D'ailleurs, à entendre certains syndicalistes de la magistrature, le surnombre - bien réel - de détenus dans les établissements français est imputable au "tournant répressif de 2002", c'est-à-dire à l'arrivée de Sarkozy place Beauvau ! Alors que des esprits simples croyaient jusqu'alors que l'augmentation de la population pénitentiaire était due à l'explosion de la criminalité et de la délinquance entre 1997 et 2002, explosion qui avait valu aux socialistes la raclée que l'on sait à la précédente présidentielle... Quoi qu'il en soit, cette affaire du 14 juillet prouve que certains magistrats font passer leurs a priori politiques avant la rigueur des faits ou la constance de leurs convictions.
Des juges très politiques, on en trouve également à la Cour d'Appel de Paris, en particulier ceux de la 18ème chambre, présidée par Jean-Louis Verpeaux, qui viennent de rendre un jugement très remarqué sur le Contrat Nouvelle Embauche (CNE) en l'estimant non conforme à la convention 158 de l'Organisation Internationale du Travail, dont la France est signataire. Il n'y a juridiquement rien à reprocher à la première partie de sa décision, qui estime que la période d'essai de deux ans qui caractérise le CNE, période pendant laquelle le salarié peut être licencié sans motif, est "déraisonnable" et "prive le salarié de l'essentiel de ses droits en matière de licenciement" pendant trop longtemps. De nombreux spécialistes des affaires sociales avaient tenté - vainement - de faire comprendre à Dominique de Villepin et à ses conseillers que la durée maximale admise pour une période d'essai dans des pays comparables au nôtre est d'une année : ce qui peut en effet sembler un délai "raisonnable" pour que l'employeur se fasse une opinion sur le salarié et sache s'il a suffisamment de travail pour le conserver.
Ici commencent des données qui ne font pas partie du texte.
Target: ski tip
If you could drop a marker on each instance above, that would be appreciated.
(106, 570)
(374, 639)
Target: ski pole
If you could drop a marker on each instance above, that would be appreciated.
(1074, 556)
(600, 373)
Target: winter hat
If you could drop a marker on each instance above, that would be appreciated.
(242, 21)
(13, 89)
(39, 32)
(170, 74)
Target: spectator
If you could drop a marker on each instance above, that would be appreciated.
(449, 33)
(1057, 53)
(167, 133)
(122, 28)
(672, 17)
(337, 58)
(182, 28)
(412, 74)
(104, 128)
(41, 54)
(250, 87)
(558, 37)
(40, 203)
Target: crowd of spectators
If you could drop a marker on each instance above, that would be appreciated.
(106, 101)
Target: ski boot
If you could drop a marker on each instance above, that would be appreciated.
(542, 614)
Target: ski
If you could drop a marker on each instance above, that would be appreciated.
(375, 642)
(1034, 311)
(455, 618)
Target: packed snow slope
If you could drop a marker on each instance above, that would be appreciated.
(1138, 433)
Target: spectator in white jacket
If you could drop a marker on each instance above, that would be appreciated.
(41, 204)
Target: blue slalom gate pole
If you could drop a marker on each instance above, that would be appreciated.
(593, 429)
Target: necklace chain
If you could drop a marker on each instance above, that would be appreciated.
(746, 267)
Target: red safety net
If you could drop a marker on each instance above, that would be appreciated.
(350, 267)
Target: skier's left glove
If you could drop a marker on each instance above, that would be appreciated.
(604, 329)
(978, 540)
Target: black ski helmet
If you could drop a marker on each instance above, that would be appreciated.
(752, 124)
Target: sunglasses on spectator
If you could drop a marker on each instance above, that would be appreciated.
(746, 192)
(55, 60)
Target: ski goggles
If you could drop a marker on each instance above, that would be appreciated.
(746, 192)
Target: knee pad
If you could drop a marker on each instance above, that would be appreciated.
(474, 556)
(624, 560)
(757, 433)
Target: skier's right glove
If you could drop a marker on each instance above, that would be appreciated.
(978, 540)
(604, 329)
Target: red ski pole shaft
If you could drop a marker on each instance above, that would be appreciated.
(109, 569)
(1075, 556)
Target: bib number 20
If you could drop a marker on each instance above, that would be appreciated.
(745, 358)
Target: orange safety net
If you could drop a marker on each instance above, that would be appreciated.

Mais, non contents de cette démonstration imparable, voilà que nos juges se lancent dans une diatribe virulente contre le principe même de la flexibilité du marché de l'emploi ! "Dans la lutte contre le chômage, écrivent-ils, la protection des salariés dans leur emploi semble être un moyen aussi pertinent que les facilités données aux employeurs pour les licencier", avant de conclure dans la même veine : "Il est pour le moins paradoxal d'encourager les embauches en facilitant les licenciements".
Objection, Votre Honneur !, comme on disait jadis dans les téléfilms américains. A suivre ce beau raisonnement, il suffirait donc d'interdire les licenciements pour garantir le plein emploi. Et comment expliquer que la plupart des pays qui ont des taux de chômage moitié moins élevés que le nôtre ont déréglementé le marché du travail en facilitant aussi les licenciements ? Un juge de Cour d'Appel est-il donc si imperméable à la logique économique qu'il ne comprenne pas qu'un droit social excessivement rigide pousse l'employeur à ne surtout pas embaucher, quitte à multiplier les contrats à durée déterminée ou les recours à l'intérim ? A moins que, comme on peut le craindre, ce jugement ne soit très fortement inspiré par des considérations politiques et par une hostilité viscérale au système libéral-capitaliste.
Voici en tout cas l'actuel gouvernement prévenu : tous les textes de loi, tous les décrets d'application, toutes les réformes en cours ou à venir seront soumises par ses adversaires à l'appréciation de la justice. Compte tenu de la façon très politique dont une partie de l'institution judiciaire aborde les dossiers, mieux vaut que les textes en question soient soigneusement "bétonnés" quant à leur contenu. Sans quoi il ne manquera pas de "petits juges" pour tenter d'entraver la rupture, pourtant voulue par une majorité du peuple français.